Ethereum network transaction fees have experienced a sharp rise over the past two weeks, fueled by a surge in onchain activity, according to a recent report from Coinbase.
The report highlighted that average Ethereum gas fees between September 16 and 26 increased by 498% compared to the monthly average. The median transaction cost jumped from $0.09 at the beginning of the month to $1.69 during this period.
Coinbase analysts David Duong and David Han explained that the spike in fees is due to multiple factors contributing to the rise in activity on the Ethereum network.
One key factor is the slight increase in decentralized exchange (DEX) volumes on Ethereum, which rose by 9% week-on-week. Additionally, lending platforms like Aave saw an uptick in USDC deposit rates, rising from 3.5% to 4.5%, indicating an increase in leverage within the network.
Furthermore, Ether transfer volumes also surged by 17% over the week, further driving up transaction costs. Data from blockchain efficiency firm Gashawk shows that Ethereum gas fees have fluctuated significantly, spiking between 30 and 40 gwei multiple times in the last seven days.
The increased onchain activity has also led to a significant rise in Ether being burned as part of the network’s fee mechanism. Between September 14 and 24, the total Ether fees burned daily surged by over 900%, reaching 2,097 ETH, according to Cointelegraph.
The increased activity is not limited to transactions; decentralized applications (DApps) on the Ethereum network also saw a surge in volume. According to DappRadar, DApp volumes nearly doubled over a 24-hour period, reaching $3.6 billion, while non-fungible token (NFT) volumes rose by 17%, further indicating the growing activity on the blockchain.
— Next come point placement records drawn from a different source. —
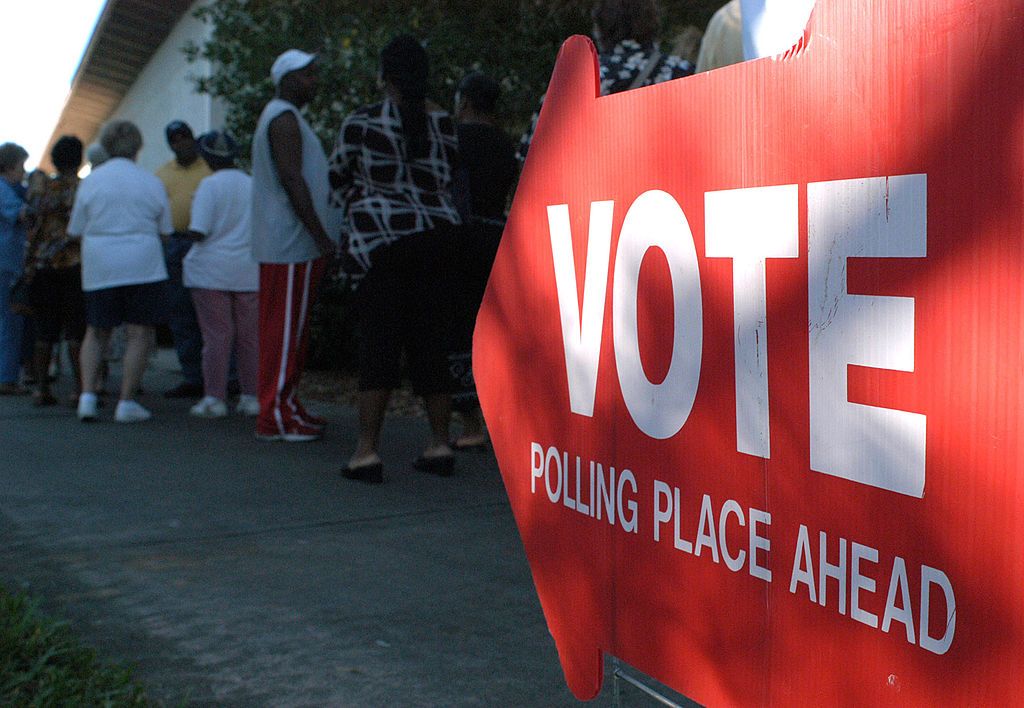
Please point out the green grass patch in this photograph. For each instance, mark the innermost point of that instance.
(43, 664)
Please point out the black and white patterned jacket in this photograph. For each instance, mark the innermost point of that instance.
(383, 196)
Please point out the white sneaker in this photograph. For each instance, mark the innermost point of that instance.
(248, 406)
(209, 407)
(87, 407)
(130, 412)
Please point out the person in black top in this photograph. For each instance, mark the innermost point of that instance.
(391, 174)
(487, 170)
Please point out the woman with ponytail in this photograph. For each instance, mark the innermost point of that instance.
(391, 175)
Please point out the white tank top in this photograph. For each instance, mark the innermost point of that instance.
(279, 237)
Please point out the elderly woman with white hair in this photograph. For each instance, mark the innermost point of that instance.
(121, 212)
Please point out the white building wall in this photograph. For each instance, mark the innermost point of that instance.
(164, 91)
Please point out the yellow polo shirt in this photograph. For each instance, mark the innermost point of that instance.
(180, 183)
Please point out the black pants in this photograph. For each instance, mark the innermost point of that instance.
(404, 311)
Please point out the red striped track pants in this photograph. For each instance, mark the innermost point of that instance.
(287, 292)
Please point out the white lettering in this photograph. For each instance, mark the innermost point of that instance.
(751, 225)
(929, 577)
(859, 582)
(881, 217)
(898, 583)
(730, 506)
(706, 530)
(655, 220)
(582, 331)
(759, 542)
(827, 570)
(803, 566)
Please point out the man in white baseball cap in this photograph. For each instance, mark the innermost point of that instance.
(292, 223)
(290, 60)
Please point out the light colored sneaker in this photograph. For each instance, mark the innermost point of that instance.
(248, 406)
(209, 407)
(294, 432)
(130, 412)
(87, 407)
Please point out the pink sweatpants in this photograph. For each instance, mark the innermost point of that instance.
(227, 319)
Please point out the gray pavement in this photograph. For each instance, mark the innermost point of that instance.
(230, 572)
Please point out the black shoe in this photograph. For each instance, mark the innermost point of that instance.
(441, 466)
(184, 390)
(370, 473)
On the technical side, Ether (ETH) has broken above its relative strength index (RSI) downtrend line, signaling a potential bullish shift in its short-term momentum. However, Ether remains below key resistance levels, including its 100-day and 200-day exponential moving averages (EMAs), which sit at $2,770 and $2,864, respectively. These levels will need to be flipped into support for a sustainable recovery.
Despite the network’s rising transaction fees, Ethereum investment products are seeing renewed interest. After five consecutive weeks of negative outflows, Ethereum funds posted inflows of $87 million, largely driven by spot Ethereum exchange-traded funds (ETFs), which recorded $58.7 million in inflows on September 27, according to CoinShares.
BlackRock’s ETHA fund continues to see strong demand, with $11.5 million in inflows on the same day. The fund’s net inflows have now surpassed $1 billion, underscoring the growing confidence in Ethereum’s long-term potential.